やさしさ、やさしいとは何か…意味を調べると思いやりがあって場がこまやかだとか、穏和で好ましい感じとか、刺激が少ない…といくつもあった。

私は穏和でありたい、やさしい人でありたいと思う。感情を露にしたところで物事を冷静に見つめられるようにはならないし、良いほうに転ぶことが少ないように思うからだ。

そのやさしさは人によって感じる度合いは変わってくる。見せつけのようなやさしさで心を動かされたり、ほんの小さなことでも感動したり。献身的にしてもらってようやく感じる人、などなど…

ただ現実は甘くない。私は献身的に何かしたい人に出会えていないからか、そこまで身体を張って何かに貢献できていないし、なによりも見せつけるのは苦手だ。

死んだ魚のような目をしていた新人の頃、仕事の精度を高めようと日々努めていたものの、職場の上司に「頑張っているところが見られない」と指摘されたときのことを思い出す。こういったものは他己評価だ。自分が決めるものではないことはわかってはいたし、じゃあ頑張ってないんだなとは思ったが、いざ言われると自分なりに築いてきた今までの努力が霧消とされた気がして悲しい思いをした記憶がある。その上司の二言目がアピールをしろ、であった。それから現在に至るまで、アピールはできていないし、むしろしようとも思っていない。

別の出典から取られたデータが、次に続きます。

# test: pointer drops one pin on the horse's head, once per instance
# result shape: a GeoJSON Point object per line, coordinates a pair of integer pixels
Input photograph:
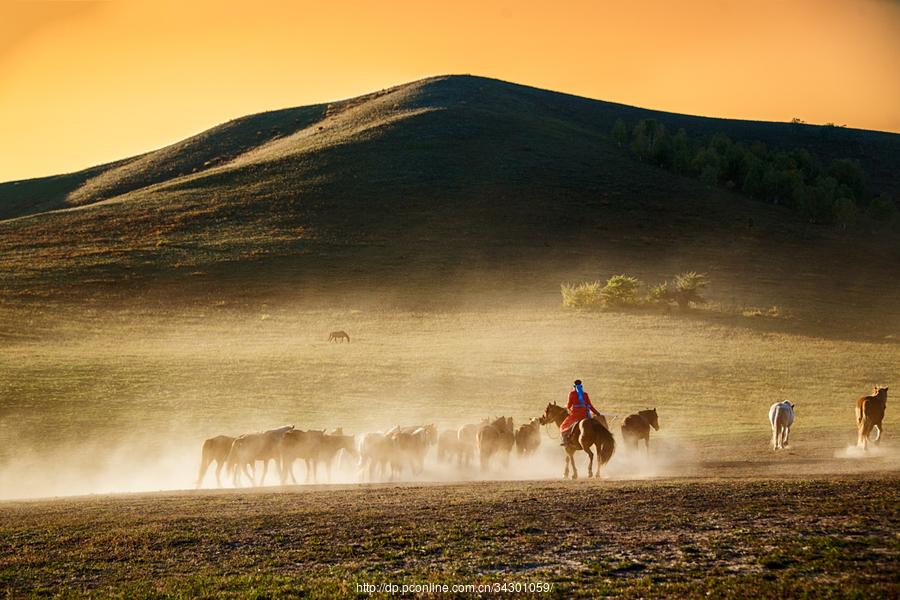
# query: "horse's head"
{"type": "Point", "coordinates": [652, 418]}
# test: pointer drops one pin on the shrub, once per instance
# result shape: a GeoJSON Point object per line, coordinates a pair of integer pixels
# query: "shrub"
{"type": "Point", "coordinates": [581, 295]}
{"type": "Point", "coordinates": [688, 287]}
{"type": "Point", "coordinates": [621, 290]}
{"type": "Point", "coordinates": [659, 294]}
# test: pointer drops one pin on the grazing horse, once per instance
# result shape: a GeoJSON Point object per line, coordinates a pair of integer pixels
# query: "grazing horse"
{"type": "Point", "coordinates": [214, 449]}
{"type": "Point", "coordinates": [781, 416]}
{"type": "Point", "coordinates": [528, 437]}
{"type": "Point", "coordinates": [338, 336]}
{"type": "Point", "coordinates": [584, 434]}
{"type": "Point", "coordinates": [252, 447]}
{"type": "Point", "coordinates": [328, 447]}
{"type": "Point", "coordinates": [297, 445]}
{"type": "Point", "coordinates": [636, 427]}
{"type": "Point", "coordinates": [495, 438]}
{"type": "Point", "coordinates": [870, 414]}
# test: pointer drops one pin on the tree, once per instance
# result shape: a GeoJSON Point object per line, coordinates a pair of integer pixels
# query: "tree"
{"type": "Point", "coordinates": [688, 287]}
{"type": "Point", "coordinates": [844, 211]}
{"type": "Point", "coordinates": [620, 291]}
{"type": "Point", "coordinates": [849, 173]}
{"type": "Point", "coordinates": [681, 152]}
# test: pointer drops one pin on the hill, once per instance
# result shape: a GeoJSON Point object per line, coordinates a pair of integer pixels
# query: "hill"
{"type": "Point", "coordinates": [460, 182]}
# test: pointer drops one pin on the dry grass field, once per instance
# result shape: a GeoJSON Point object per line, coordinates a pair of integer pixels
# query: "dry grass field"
{"type": "Point", "coordinates": [154, 302]}
{"type": "Point", "coordinates": [119, 400]}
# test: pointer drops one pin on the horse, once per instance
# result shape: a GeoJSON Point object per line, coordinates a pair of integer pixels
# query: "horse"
{"type": "Point", "coordinates": [584, 434]}
{"type": "Point", "coordinates": [411, 445]}
{"type": "Point", "coordinates": [636, 427]}
{"type": "Point", "coordinates": [338, 336]}
{"type": "Point", "coordinates": [781, 416]}
{"type": "Point", "coordinates": [467, 437]}
{"type": "Point", "coordinates": [214, 449]}
{"type": "Point", "coordinates": [528, 437]}
{"type": "Point", "coordinates": [379, 452]}
{"type": "Point", "coordinates": [296, 444]}
{"type": "Point", "coordinates": [495, 438]}
{"type": "Point", "coordinates": [449, 447]}
{"type": "Point", "coordinates": [328, 447]}
{"type": "Point", "coordinates": [249, 448]}
{"type": "Point", "coordinates": [870, 415]}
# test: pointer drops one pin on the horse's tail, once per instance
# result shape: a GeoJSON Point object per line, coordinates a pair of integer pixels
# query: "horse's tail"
{"type": "Point", "coordinates": [607, 445]}
{"type": "Point", "coordinates": [205, 460]}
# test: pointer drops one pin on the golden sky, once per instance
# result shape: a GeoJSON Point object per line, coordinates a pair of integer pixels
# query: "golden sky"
{"type": "Point", "coordinates": [85, 82]}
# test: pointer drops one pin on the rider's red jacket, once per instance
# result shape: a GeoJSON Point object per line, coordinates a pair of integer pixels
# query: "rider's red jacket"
{"type": "Point", "coordinates": [576, 411]}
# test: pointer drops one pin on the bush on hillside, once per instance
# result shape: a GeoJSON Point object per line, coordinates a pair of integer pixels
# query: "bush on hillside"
{"type": "Point", "coordinates": [688, 287]}
{"type": "Point", "coordinates": [581, 295]}
{"type": "Point", "coordinates": [621, 291]}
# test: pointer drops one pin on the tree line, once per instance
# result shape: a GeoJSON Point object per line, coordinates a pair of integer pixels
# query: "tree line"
{"type": "Point", "coordinates": [832, 193]}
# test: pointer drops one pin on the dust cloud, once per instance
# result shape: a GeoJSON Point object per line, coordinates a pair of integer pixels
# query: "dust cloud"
{"type": "Point", "coordinates": [120, 401]}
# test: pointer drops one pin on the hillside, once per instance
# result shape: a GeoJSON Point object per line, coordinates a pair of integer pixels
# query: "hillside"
{"type": "Point", "coordinates": [453, 181]}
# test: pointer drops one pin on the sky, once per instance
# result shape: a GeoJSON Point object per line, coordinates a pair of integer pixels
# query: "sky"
{"type": "Point", "coordinates": [84, 82]}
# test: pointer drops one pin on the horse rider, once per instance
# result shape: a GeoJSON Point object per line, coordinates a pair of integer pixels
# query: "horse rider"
{"type": "Point", "coordinates": [579, 406]}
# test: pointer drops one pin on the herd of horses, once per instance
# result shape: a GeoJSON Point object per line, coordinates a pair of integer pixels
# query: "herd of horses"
{"type": "Point", "coordinates": [390, 455]}
{"type": "Point", "coordinates": [869, 419]}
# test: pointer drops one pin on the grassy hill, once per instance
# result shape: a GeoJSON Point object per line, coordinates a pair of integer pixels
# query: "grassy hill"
{"type": "Point", "coordinates": [475, 186]}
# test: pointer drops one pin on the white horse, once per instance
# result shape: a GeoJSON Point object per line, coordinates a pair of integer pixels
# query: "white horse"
{"type": "Point", "coordinates": [781, 416]}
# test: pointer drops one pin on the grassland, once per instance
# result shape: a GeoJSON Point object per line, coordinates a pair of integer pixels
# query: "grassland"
{"type": "Point", "coordinates": [189, 292]}
{"type": "Point", "coordinates": [120, 400]}
{"type": "Point", "coordinates": [820, 537]}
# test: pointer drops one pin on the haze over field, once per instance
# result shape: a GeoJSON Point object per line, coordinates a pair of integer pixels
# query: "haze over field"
{"type": "Point", "coordinates": [162, 299]}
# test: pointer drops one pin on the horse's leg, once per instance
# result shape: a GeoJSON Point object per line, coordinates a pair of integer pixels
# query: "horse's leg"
{"type": "Point", "coordinates": [262, 480]}
{"type": "Point", "coordinates": [590, 461]}
{"type": "Point", "coordinates": [204, 464]}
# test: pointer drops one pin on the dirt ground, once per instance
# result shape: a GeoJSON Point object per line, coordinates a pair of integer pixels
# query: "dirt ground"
{"type": "Point", "coordinates": [777, 537]}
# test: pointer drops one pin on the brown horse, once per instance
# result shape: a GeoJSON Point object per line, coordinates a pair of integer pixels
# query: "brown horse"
{"type": "Point", "coordinates": [296, 445]}
{"type": "Point", "coordinates": [584, 434]}
{"type": "Point", "coordinates": [328, 448]}
{"type": "Point", "coordinates": [495, 438]}
{"type": "Point", "coordinates": [467, 436]}
{"type": "Point", "coordinates": [214, 449]}
{"type": "Point", "coordinates": [411, 444]}
{"type": "Point", "coordinates": [338, 336]}
{"type": "Point", "coordinates": [450, 449]}
{"type": "Point", "coordinates": [870, 414]}
{"type": "Point", "coordinates": [637, 427]}
{"type": "Point", "coordinates": [528, 437]}
{"type": "Point", "coordinates": [252, 447]}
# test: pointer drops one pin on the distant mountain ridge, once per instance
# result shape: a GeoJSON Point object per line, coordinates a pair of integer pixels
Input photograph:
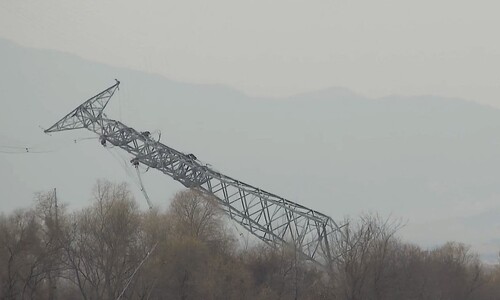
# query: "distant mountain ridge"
{"type": "Point", "coordinates": [424, 158]}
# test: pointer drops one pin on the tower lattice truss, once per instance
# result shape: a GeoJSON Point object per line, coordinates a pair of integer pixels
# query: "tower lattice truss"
{"type": "Point", "coordinates": [269, 217]}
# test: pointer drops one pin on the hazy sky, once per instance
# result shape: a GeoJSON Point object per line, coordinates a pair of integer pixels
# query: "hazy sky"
{"type": "Point", "coordinates": [275, 48]}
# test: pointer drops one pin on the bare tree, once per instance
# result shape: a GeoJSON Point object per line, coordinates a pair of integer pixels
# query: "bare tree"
{"type": "Point", "coordinates": [101, 247]}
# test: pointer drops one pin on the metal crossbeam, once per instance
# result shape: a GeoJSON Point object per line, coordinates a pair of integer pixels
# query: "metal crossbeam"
{"type": "Point", "coordinates": [271, 218]}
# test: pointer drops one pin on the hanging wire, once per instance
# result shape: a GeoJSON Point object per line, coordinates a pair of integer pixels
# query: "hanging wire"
{"type": "Point", "coordinates": [137, 269]}
{"type": "Point", "coordinates": [39, 148]}
{"type": "Point", "coordinates": [143, 190]}
{"type": "Point", "coordinates": [125, 164]}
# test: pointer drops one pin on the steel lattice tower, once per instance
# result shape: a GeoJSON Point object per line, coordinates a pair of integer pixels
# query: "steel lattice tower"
{"type": "Point", "coordinates": [271, 218]}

とは言っても、指摘された当時はどうアピールできるか考えていた。ただ向いていないし、そこまで表立って誇れるものもない…そう悩んでいたところに、学校の読書タイムで擦り切れるまで読んでいたほんの一言が脳裏にパッと浮かんだ。島田洋七さんが書かれた「佐賀のがばいばあちゃん」の一言。

他人に気づかれずにするのが本当のやさしさ、本当の親切。


これで悩みが消え去った。そうだ、気づかれずに自分が気付いたことをやればいい。本当に頑張っている人は表立ってその姿を見せることなく、裏で研鑽をしっかり積んでいるから、いつの間にか表にもにじみ出て色濃く映えるのだと。親切とか、優しいと思われたくてあえてやるわけではなく、無理に見せることなくやればいいんだというマインドにも思えて、それが救われたのだ。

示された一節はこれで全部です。